Paul Hess, a professor in the geography and planning department at the University of Toronto, said in a pre-automobile world, it was a trend seen in cities across North America.
“There were little factories in the neighbourhood, there were bakeries, people had horses and they had their carts and they delivered milk,” said Hess. “There was all that kind of stuff that not only supported everyday life, but people were making their living in the neighbourhoods.”
Shops and other businesses in neighbourhoods were an important part of the city’s early history, according to a planning report before city council earlier this year, but mid-20th century policies stopped new ones from opening. Leaving only those businesses that were grandfathered in, or had applied to the city for a zoning variance, allowed to remain open inside residential neighbourhoods.
But in the city’s core that is now changing. City council voted in November to allow some detached properties on select residential streets, like a house or multiplex, to become a retail store in certain wards.

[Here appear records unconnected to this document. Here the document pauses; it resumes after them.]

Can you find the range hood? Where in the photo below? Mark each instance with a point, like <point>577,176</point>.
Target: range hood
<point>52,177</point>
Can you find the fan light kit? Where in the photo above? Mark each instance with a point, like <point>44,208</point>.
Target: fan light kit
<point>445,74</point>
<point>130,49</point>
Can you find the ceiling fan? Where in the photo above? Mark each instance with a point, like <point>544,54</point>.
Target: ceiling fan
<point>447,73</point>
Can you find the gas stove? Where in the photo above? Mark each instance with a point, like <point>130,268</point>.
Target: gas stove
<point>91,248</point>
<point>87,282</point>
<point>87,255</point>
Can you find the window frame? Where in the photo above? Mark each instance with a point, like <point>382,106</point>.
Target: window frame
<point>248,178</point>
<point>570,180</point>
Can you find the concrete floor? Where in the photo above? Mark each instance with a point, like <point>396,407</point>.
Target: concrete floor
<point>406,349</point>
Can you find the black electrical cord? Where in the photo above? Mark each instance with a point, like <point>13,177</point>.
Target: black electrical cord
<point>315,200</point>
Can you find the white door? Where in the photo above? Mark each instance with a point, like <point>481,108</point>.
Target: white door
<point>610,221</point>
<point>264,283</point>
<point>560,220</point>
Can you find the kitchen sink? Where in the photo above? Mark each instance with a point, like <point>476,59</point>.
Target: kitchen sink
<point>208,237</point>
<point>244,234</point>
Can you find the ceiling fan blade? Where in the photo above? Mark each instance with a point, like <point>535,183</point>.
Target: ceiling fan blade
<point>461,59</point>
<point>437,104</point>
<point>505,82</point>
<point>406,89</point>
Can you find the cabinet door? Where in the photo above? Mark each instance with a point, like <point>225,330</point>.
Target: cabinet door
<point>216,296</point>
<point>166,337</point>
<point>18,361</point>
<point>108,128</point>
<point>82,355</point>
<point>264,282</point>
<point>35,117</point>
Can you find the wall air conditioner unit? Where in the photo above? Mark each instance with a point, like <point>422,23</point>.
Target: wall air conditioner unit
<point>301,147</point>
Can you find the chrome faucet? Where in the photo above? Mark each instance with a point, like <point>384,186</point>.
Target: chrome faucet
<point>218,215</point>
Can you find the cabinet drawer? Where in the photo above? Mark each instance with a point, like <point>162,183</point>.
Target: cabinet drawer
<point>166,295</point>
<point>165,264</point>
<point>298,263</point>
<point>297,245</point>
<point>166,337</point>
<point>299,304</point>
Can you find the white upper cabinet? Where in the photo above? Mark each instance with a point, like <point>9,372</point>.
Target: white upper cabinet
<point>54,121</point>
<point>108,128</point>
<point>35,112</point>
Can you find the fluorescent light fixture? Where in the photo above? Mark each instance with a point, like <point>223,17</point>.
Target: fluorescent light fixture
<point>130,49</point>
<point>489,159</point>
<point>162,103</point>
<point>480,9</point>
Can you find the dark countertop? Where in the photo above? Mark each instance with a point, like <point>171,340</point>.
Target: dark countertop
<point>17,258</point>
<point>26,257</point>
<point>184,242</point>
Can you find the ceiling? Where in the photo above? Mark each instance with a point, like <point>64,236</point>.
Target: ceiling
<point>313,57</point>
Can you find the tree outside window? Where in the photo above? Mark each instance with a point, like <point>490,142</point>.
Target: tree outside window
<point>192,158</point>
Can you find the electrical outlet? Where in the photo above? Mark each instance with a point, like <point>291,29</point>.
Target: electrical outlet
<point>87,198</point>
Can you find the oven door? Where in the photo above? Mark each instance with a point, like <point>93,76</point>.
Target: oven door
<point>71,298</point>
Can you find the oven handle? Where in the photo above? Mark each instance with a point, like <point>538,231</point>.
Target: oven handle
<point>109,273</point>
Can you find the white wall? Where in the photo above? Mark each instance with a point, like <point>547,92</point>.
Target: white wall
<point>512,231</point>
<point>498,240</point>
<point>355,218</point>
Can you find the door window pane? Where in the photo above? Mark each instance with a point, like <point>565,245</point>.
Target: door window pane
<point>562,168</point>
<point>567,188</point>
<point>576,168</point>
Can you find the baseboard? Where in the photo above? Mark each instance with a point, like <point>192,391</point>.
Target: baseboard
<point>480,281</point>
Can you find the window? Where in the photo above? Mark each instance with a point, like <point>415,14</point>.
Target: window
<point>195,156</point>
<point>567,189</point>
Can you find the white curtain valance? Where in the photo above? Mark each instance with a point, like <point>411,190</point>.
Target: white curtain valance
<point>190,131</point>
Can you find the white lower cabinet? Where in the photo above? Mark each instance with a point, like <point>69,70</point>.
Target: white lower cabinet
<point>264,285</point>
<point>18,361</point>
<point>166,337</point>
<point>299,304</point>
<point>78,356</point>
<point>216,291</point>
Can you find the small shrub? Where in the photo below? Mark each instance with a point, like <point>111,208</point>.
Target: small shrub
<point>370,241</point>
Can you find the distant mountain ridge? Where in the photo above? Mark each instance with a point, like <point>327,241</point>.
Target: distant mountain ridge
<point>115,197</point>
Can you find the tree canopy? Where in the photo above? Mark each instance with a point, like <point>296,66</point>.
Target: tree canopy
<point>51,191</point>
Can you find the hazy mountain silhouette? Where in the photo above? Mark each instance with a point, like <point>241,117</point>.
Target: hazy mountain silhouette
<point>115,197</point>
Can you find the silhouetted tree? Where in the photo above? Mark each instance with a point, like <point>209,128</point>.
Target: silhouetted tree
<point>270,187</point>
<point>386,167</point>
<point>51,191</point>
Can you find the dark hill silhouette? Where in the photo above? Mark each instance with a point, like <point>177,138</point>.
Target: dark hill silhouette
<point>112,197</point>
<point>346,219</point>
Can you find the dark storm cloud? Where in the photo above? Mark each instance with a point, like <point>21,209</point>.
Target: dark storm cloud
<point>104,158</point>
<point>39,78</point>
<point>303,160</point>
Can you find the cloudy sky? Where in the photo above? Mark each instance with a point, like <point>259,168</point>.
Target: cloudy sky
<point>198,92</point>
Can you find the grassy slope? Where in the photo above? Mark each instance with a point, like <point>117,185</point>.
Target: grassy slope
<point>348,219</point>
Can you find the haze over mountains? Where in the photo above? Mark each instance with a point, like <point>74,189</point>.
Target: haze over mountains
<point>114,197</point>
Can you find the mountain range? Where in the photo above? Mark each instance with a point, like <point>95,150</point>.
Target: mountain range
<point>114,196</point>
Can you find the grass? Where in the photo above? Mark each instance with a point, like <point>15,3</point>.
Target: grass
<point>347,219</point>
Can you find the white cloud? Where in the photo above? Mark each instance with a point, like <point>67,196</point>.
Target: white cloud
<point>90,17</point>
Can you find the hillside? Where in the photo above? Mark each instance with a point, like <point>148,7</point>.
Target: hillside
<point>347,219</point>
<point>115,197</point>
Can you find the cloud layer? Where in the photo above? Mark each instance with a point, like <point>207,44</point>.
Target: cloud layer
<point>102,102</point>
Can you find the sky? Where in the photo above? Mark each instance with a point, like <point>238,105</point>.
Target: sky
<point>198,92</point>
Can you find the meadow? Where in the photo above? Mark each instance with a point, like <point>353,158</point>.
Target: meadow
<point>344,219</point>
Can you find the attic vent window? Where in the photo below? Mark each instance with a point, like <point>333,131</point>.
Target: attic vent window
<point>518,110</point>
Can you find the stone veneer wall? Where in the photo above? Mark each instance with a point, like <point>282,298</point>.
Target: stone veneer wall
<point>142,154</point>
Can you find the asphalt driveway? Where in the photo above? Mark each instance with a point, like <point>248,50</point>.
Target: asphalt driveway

The wards now seeing a partial reversal to the long-standing limitations include: Davenport, Parkdale-High Park, Spadina-Fort York, Toronto-Danforth, Toronto-Centre, Toronto-St. Paul’s, University-Rosedale and Beaches-East York.
Limitations put in place after the province allowed municipalities to make those decisions more than a hundred years ago.
“Rules started going in to make neighbourhoods places where you’re not going to be bothered by the factory next door,” he said. “That eventually becomes that people really don’t want anything around them that’s going to disturb the residential environment.”
While local councillors celebrated the move, Hess is tepid about the potential success of the decision to loosen the rules, because brick and mortar retail stores have already been struggling in recent years.
But for Contra Café near Shaw and Dupont streets, being embedded in the neighbourhood has been a boon for business. The café was founded by building owner and architect Aaron Letki, who purchased what used to be a traditional corner store and redesigned the building into a café.
While properties operating as a business were grandfathered into the stricter zoning rules, Letki still had to get approval from the city because it was changing from a store to a cafe — red tape the city’s working to eliminate with these changes.
“I’ve lived in this neighbourhood since I was seven,” Letki said. “There used to be grocery stores on every corner and I’ve seen them one by one close.”
He said the business, which is now owned by his former baker, has become more successful than he imagined when he came up with the concept.